Che poi Céline racconti tutto con estrema naturalezza, accentuando gli elementi ironici e sarcastici, è parte del suo stile e proprio grazie a esso ha sempre mascherato quella vena sensibile, intima che attraversa i suoi racconti.
La sua guerra è in testa, in quella ferita che, una volta cicatrizzatasi, si manifesterà per tutta la vita attraverso violente emicranie. Questo elemento autobiografico è l’incipit del racconto, forse anche il tema dominante. L’estrema sessualità che Ferdinand sperimenterà nelle retrovie è, per l’appunto, quella forza cieca e istintuale che domina l’uomo nei momenti in cui deve salvarsi.

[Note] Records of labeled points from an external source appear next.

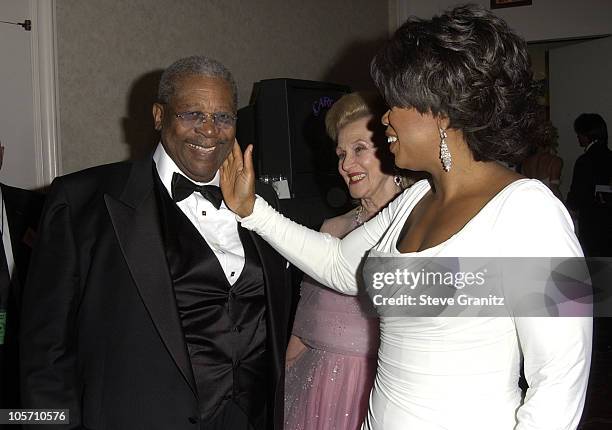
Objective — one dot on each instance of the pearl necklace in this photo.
(358, 213)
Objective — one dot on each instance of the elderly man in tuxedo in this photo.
(20, 211)
(147, 305)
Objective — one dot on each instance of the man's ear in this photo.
(158, 115)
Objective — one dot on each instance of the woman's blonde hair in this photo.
(351, 107)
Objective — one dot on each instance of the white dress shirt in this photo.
(6, 239)
(218, 227)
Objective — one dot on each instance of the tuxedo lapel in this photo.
(276, 289)
(135, 218)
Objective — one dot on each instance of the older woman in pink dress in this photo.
(331, 358)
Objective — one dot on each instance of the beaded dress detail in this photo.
(328, 386)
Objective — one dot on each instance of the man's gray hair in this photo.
(195, 65)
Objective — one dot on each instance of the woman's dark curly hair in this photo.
(466, 65)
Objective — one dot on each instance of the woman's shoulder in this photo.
(528, 217)
(340, 225)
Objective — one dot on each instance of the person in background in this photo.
(331, 358)
(592, 168)
(147, 307)
(20, 214)
(461, 97)
(544, 164)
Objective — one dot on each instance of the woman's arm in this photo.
(556, 350)
(327, 259)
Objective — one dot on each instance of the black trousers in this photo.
(231, 417)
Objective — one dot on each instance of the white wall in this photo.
(109, 52)
(543, 20)
(579, 82)
(16, 102)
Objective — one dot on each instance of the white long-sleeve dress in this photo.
(459, 373)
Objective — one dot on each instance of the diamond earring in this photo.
(445, 155)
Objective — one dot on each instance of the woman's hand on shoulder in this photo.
(237, 180)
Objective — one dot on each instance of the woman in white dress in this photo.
(461, 102)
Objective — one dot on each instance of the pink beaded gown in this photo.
(328, 386)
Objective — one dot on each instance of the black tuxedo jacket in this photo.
(23, 210)
(594, 167)
(101, 333)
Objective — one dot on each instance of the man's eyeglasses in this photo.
(222, 120)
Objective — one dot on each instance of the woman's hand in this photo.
(294, 350)
(237, 180)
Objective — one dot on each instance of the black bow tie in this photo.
(183, 188)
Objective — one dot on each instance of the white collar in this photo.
(589, 145)
(166, 167)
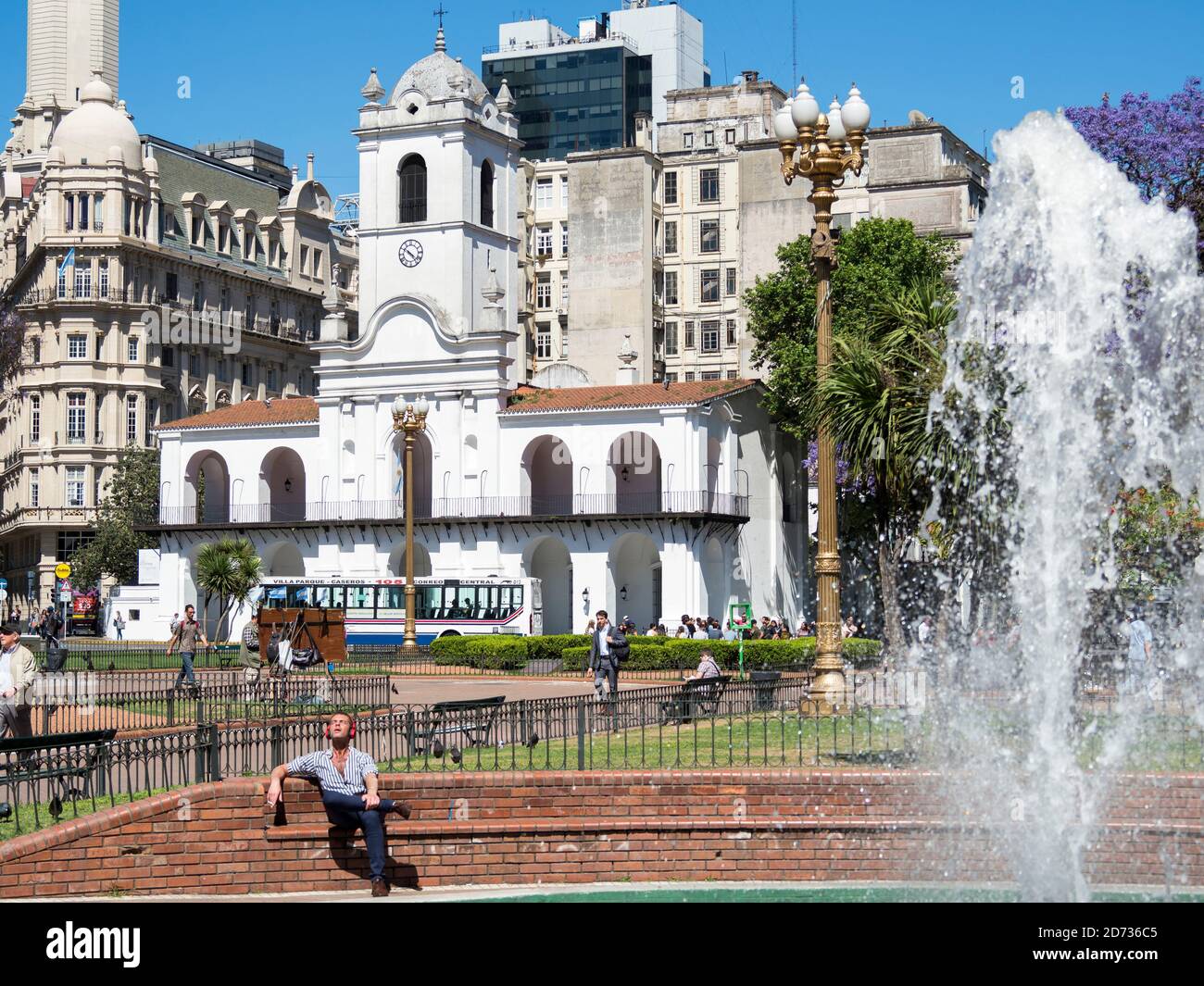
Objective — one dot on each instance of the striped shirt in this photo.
(321, 767)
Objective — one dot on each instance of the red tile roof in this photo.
(282, 411)
(530, 400)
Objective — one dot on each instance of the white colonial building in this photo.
(646, 500)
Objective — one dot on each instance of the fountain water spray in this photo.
(1088, 304)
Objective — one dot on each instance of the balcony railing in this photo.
(687, 502)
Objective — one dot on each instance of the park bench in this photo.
(470, 720)
(695, 700)
(59, 757)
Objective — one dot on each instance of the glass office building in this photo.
(574, 97)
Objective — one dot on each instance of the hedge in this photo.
(671, 653)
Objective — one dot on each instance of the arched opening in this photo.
(633, 580)
(412, 191)
(282, 485)
(285, 560)
(422, 466)
(633, 478)
(206, 489)
(549, 561)
(548, 477)
(486, 194)
(421, 561)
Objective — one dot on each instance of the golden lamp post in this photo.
(821, 148)
(410, 420)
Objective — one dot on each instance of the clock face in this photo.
(410, 253)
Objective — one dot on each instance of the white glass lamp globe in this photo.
(805, 109)
(783, 123)
(835, 124)
(855, 112)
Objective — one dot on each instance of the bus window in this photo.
(390, 602)
(360, 602)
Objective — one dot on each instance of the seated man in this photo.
(348, 780)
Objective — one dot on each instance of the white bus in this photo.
(376, 608)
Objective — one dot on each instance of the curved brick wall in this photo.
(562, 828)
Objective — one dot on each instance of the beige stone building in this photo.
(112, 227)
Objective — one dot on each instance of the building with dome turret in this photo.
(100, 225)
(646, 500)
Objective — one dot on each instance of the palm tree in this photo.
(875, 401)
(228, 572)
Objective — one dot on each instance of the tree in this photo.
(132, 501)
(891, 309)
(875, 259)
(1159, 144)
(228, 572)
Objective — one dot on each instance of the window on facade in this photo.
(486, 194)
(412, 191)
(75, 485)
(671, 288)
(670, 339)
(77, 421)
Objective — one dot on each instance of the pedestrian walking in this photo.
(187, 634)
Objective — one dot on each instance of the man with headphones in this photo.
(348, 780)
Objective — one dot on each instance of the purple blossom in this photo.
(1157, 144)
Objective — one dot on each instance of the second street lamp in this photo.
(821, 148)
(409, 419)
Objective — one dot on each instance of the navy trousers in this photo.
(348, 812)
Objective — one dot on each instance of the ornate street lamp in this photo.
(410, 420)
(822, 147)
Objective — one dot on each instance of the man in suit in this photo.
(608, 646)
(19, 669)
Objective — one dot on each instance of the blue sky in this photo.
(290, 72)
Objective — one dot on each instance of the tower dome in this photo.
(88, 132)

Nessun nichilismo, nessun cinismo, ma un amore per la vita che si cristallizza per altre vie.
Senza volerlo, anche se non conosceremo mai le sue reali intenzioni, Céline scrive un romanzo che “puzza” di Schopenhauer, in cui la negazione della vita è espressione della stessa volontà di vita. Ed è così ben architettata e messa in mostra questa contraddizione, che appare chiaro come un romanzo del genere possa essere frutto solo dell’esperienza diretta dell’autore con la guerra. Vero, è un racconto; vero anche che molti elementi sono inventati; ma persino la fantasia ha bisogno della realtà e di qualcosa di empirico per esprimersi al meglio.
La guerra di Céline è una minaccia per l’individuo e per la specie umana, ma anche una dichiarazione di amore per la salvezza. Leggere questo “manoscritto” vuol dire comprendere la vena più “umana” dello scrittore francese.